В какой момент слово становится ненавистным? Камон не выносит слова «потребитель» (оно вызывает у него ассоциации с грязным дикарем, который теребит раскиданные перед ним потроха). Ноя помню, когда это слово в конце пятидесятых впервые появилось — кажется, в художественной критике Джилло Дорфлеса, — многие восприняли его с большим удовлетворением, потому что оно избавляло от тяжелой необходимости неоправданного выбора между «читателем», «зрителем» и «слушателем», когда речь шла обо всех видах искусства сразу (и приходилось использовать такие смешные выражения, как «ценитель» и «знаток»). «Потребитель» — более нейтрально; ведь красота — это благо, которое можно ценить разными способами. Лонги[89] провел перед картиной Пьеро делла Франческа всю жизнь; некоторые глядят на нее время от времени (хотя бы в репродукциях) и посвящают ей четверть часа вдумчивого созерцания; а другие бросают взгляд, пробегая по музейной зале, и все понимают, что она прекрасна. «Потребитель» — хороший нейтральный термин, которым можно определить эти разные способы приобретения художественного опыта.
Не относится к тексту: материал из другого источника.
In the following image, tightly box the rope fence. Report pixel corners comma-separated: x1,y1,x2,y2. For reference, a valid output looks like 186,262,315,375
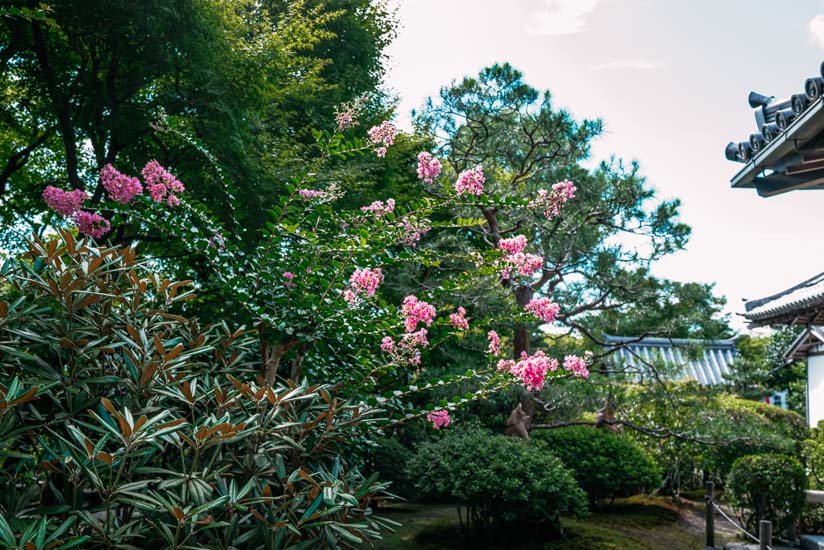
704,481,773,550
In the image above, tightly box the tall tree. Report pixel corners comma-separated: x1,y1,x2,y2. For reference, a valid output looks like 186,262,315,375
0,0,396,252
412,63,691,427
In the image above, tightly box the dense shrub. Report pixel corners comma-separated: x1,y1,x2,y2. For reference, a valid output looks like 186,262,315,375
533,426,660,505
409,428,586,536
0,231,394,548
727,454,806,535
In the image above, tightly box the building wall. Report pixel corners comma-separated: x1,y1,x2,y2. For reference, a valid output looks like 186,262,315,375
808,348,824,428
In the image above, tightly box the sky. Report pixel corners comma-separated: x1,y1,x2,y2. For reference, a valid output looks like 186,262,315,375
383,0,824,333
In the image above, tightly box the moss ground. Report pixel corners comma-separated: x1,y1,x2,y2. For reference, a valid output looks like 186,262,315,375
373,495,738,550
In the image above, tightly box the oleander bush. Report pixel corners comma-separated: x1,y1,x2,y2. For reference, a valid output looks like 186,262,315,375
0,231,398,549
533,426,660,506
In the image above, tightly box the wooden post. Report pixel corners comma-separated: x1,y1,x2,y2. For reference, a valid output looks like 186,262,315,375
705,481,715,549
759,520,772,550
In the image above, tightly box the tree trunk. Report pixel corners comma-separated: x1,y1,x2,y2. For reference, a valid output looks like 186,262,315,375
510,285,535,434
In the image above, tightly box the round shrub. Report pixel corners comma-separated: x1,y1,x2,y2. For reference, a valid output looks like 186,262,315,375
727,454,806,535
409,428,586,536
533,426,661,506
Что делает это слово ненавистным? Тот факт, что (в первую очередь из снобизма и во вторую — из стадного чувства) его стали употреблять даже тогда, когда в этом нет особой необходимости, например говоря, что выставку посетило множество потребителей, — хотя в данном случае достаточно было сказать о множестве зрителей. Ненавистным слово становится, когда расходится в массы и его начинают употреблять где ни попадя. Бетховена тоже можно возненавидеть, когда он становится позывными радиотакси.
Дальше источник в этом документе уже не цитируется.